世界中で、「競争力をつける」という名目の下、政府が社会保障予算を削減し、企業が低い賃金と、自由に解雇できる不安定雇用で労働者を雇えるようにしようとする「新自由主義」経済政策が流行しました。しかし、実際には、貧困と格差を生み、さらに需要を冷え込ませる悪循環に陥ったのです。
とくに被害を受けたのが、若者たちでした。
ILOは経済のあり方を転換し、ディーセント・ワークによって労働者の賃金を上昇させ、安定した雇用を実現し、国民生活を向上させることで内需を拡大して、経済成長の好循環をつくろうと提案。若者雇用を優先課題にしようと強調しています。
ILOは、若者自身の声を政策や職場に反映させることの重要性を強調し、若者の声を寄せてほしいと呼びかけました。

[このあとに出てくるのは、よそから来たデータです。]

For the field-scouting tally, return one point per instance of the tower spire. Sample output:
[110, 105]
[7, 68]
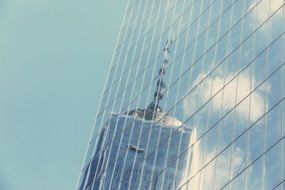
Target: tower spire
[161, 85]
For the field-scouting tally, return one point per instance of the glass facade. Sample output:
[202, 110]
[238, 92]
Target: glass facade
[225, 80]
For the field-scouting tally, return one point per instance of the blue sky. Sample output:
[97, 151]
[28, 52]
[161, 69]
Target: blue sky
[54, 58]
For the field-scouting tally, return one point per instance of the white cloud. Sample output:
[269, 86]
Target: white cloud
[227, 98]
[265, 8]
[218, 172]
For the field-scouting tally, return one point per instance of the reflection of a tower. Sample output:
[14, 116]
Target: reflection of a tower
[131, 152]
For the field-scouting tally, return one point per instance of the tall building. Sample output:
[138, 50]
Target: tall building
[194, 99]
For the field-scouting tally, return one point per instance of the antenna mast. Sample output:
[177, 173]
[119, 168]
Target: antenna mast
[161, 85]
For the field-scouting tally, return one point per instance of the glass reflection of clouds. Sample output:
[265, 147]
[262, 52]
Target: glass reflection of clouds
[225, 79]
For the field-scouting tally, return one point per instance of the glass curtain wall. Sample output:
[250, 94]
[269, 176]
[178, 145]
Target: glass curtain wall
[225, 79]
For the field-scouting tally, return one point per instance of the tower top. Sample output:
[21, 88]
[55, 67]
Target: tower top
[160, 85]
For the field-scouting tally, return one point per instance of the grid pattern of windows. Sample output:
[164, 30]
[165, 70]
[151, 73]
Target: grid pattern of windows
[225, 78]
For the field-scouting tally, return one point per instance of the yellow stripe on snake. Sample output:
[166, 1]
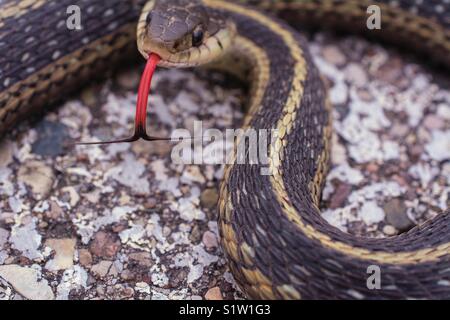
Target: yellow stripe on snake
[274, 238]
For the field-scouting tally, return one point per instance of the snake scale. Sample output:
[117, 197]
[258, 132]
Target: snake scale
[274, 238]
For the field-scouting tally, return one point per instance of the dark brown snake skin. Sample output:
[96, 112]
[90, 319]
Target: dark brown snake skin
[276, 242]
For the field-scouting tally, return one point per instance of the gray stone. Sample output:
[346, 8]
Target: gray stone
[26, 282]
[396, 215]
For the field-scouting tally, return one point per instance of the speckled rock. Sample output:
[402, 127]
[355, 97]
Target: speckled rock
[26, 281]
[214, 294]
[4, 234]
[85, 257]
[396, 215]
[105, 245]
[6, 153]
[64, 253]
[51, 139]
[208, 198]
[101, 269]
[38, 176]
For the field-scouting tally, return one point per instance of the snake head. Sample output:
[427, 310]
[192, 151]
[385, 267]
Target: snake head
[183, 33]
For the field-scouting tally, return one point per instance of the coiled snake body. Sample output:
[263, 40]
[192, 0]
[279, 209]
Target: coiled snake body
[276, 243]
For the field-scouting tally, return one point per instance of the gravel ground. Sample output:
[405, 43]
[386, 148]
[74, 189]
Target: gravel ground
[123, 221]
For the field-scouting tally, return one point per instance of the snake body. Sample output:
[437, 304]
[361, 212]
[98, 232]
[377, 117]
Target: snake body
[274, 238]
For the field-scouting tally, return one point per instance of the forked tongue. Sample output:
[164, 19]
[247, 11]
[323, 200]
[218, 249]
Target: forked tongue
[140, 130]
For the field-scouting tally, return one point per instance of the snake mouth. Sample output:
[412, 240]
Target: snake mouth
[211, 49]
[140, 122]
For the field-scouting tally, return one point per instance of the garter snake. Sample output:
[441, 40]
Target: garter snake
[276, 243]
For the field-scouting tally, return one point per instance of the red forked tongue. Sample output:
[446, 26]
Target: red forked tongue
[140, 130]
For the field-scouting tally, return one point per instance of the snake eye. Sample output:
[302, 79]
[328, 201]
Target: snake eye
[197, 37]
[149, 18]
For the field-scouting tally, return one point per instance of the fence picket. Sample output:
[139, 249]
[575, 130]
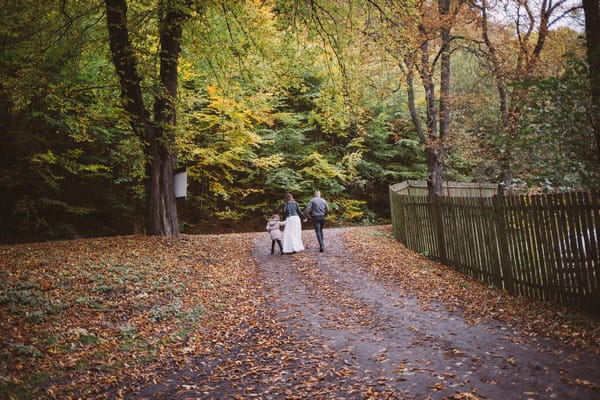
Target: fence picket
[543, 246]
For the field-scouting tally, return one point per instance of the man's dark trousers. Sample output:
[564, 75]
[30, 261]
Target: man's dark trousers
[318, 223]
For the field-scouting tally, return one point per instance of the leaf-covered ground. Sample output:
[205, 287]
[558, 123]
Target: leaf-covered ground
[217, 316]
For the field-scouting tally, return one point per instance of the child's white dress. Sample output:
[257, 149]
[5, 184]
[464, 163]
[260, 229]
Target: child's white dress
[292, 235]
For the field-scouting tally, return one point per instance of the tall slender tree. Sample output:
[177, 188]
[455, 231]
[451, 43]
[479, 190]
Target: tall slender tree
[591, 9]
[156, 129]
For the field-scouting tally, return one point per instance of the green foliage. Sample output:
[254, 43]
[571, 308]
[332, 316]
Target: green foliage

日本民主青年同盟はその呼びかけにこたえ、4800人が集まった全国青年大集会(昨年10月、東京・明治公園)の様子や、ソニー、パナソニックの非正規雇用労働者、就職難の学生の発言を動画にまとめ、ILOに送って実態を告発。全国で若者雇用の実態調査も行っています。
「命が危うい」
調査を行った岩崎明日香民青東京都委員長は、「多くの若者が、このままでは命が危ういと感じているのに、声を出す場がない」と指摘します。

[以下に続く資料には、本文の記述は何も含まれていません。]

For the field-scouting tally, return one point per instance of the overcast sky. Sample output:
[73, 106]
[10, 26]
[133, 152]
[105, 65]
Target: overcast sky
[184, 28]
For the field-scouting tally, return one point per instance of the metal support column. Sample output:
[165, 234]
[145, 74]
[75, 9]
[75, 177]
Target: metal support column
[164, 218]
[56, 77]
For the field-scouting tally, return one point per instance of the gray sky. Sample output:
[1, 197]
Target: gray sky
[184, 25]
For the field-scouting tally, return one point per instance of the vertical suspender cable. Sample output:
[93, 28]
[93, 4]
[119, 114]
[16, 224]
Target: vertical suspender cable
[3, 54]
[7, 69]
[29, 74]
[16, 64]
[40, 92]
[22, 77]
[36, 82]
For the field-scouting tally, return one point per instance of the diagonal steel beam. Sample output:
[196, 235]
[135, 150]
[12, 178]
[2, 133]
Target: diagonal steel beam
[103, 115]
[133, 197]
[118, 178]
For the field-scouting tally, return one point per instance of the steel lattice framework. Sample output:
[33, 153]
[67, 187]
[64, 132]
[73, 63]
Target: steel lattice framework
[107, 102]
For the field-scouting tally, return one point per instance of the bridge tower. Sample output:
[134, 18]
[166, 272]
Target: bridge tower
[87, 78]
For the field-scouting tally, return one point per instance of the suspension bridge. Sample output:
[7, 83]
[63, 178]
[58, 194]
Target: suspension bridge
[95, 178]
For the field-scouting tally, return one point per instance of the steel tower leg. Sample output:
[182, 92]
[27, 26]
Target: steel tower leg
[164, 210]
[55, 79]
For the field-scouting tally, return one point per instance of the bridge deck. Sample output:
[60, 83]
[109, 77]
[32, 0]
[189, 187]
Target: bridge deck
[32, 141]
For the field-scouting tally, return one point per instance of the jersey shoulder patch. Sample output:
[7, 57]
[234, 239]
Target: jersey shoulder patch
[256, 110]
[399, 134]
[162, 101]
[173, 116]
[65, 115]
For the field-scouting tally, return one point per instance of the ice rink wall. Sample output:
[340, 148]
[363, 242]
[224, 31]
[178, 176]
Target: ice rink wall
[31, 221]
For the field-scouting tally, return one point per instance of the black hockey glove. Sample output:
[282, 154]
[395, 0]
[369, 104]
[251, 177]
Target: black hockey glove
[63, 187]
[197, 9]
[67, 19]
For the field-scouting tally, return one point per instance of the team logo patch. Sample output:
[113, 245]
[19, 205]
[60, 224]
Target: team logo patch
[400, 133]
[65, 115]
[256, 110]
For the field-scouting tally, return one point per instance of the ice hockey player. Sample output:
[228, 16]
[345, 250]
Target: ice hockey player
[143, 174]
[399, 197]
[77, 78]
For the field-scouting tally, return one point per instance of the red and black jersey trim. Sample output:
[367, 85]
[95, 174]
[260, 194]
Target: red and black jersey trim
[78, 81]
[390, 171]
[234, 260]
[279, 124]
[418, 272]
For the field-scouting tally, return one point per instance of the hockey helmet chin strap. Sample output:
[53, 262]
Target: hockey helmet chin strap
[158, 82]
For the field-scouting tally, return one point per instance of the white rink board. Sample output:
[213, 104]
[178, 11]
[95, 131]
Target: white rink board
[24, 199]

実際に、企業のいいなりに長時間働いたために、就職からわずか2カ月で過労自殺に追い込まれた居酒屋「和民」正社員の女性=当時(26)=など悲惨な事例があとを絶ちません。過酷な労働のため、大卒者の3割以上が3年以内に離職しています。
日本は189のILO条約のうち批准しているのは48にとどまり、なかでも、1日8時間労働とした第1号条約や3週間の有給休暇を原則連続して取得する第132号条約など、労働時間を規制する条約はひとつも批准していません。

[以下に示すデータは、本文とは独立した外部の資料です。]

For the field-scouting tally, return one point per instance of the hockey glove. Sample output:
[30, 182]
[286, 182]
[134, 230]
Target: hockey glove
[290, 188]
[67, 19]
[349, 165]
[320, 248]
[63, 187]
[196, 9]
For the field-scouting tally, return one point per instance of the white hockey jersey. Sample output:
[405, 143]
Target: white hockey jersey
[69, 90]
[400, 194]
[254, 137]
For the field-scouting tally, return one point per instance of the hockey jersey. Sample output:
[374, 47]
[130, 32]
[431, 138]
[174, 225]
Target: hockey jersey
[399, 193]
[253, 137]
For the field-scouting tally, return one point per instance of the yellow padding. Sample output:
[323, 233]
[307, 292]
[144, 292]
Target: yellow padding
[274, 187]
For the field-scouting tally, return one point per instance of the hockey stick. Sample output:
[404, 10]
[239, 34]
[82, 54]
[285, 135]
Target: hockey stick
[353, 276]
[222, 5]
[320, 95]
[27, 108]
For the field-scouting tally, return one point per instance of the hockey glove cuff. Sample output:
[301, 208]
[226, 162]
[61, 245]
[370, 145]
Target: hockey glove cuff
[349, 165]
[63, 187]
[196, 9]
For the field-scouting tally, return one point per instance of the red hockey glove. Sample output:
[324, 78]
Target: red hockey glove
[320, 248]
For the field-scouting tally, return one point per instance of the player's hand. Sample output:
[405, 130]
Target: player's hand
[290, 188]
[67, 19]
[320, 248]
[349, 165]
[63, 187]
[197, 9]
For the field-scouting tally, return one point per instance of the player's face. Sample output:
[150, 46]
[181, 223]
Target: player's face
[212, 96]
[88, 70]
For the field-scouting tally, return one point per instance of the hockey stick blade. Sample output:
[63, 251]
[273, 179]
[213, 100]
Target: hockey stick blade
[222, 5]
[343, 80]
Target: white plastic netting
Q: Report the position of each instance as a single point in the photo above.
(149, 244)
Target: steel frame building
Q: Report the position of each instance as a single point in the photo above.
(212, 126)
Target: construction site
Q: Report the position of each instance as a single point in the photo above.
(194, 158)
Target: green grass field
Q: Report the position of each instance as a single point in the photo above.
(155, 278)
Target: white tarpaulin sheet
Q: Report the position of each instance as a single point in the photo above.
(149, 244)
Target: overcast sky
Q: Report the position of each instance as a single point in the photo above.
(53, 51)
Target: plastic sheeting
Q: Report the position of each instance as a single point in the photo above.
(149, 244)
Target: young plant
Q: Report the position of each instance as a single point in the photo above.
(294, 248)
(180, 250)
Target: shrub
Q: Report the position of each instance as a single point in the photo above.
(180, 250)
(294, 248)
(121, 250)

就職難も国際的に課題とされています。ILO報告書は、公共職業紹介や中長期の職業訓練を保障して「学校から仕事への移行の促進・支援」を呼びかけ、公共部門で雇用を創出するよう提案しています。しかし、日本の民主党政権は、国家公務員の新規採用削減を打ち出しており、逆行しています。
日本経団連もILO総会に向けて「企業活動の活発化」を要求するだけで、若者にディーセント・ワークを保障する視点がありません。
全労連青年部や民青はILO総会へ代表を派遣し、日本の若者の生の声を届けようとしています。
私が総会にいきます
民青東京都委員長 岩崎 明日香さん
厚生労働省に話を聞いても、「ILOは欧州の影響が強く、日本には当てはまらない」という考えが根強くあります。若者は社会の財産だと位置づけて、生活を守るべきです。国際的な到達点に確信をもって、若者が声をあげるきっかけにしたい。
ILO(国際労働機関)
ILOは国際規模で労働条件や生活水準を改善することを目的に、1919年に創設されました。46年からは国際連合の専門機関として活動しています。
長時間労働の規制や労働組合結成の自由など、国際労働基準(条約と勧告)をつくり、各国の実施状況を監視しています。特徴的なのは、政府、労働者、経営者の3者代表で構成されていることです。日本の労働者代表は連合だけでしたが、2000年から全労連もオブザーバー参加しています。
不当な弾圧を受けた労働者と組合を救済するため「自由の結社委員会」という機関もつくられています。日本から現在、不当解雇を受けた日本航空の労働者が提訴中です。
ディーセント・ワーク
ILOの提唱するディーセント・ワークは、日本語で「人間らしい働きがいある仕事」と翻訳されています。
ディーセント・ワーク実現のために、▽良好な生活水準が保障された雇用▽社会的保護(社会保障および労働者保護)▽政労使の社会対話と3者構成主義▽労働組合結成や団体交渉をはじめ労働者の権利―を戦略課題とし、これらを横断的に、ジェンダー平等(男女平等)を達成することを提起しています。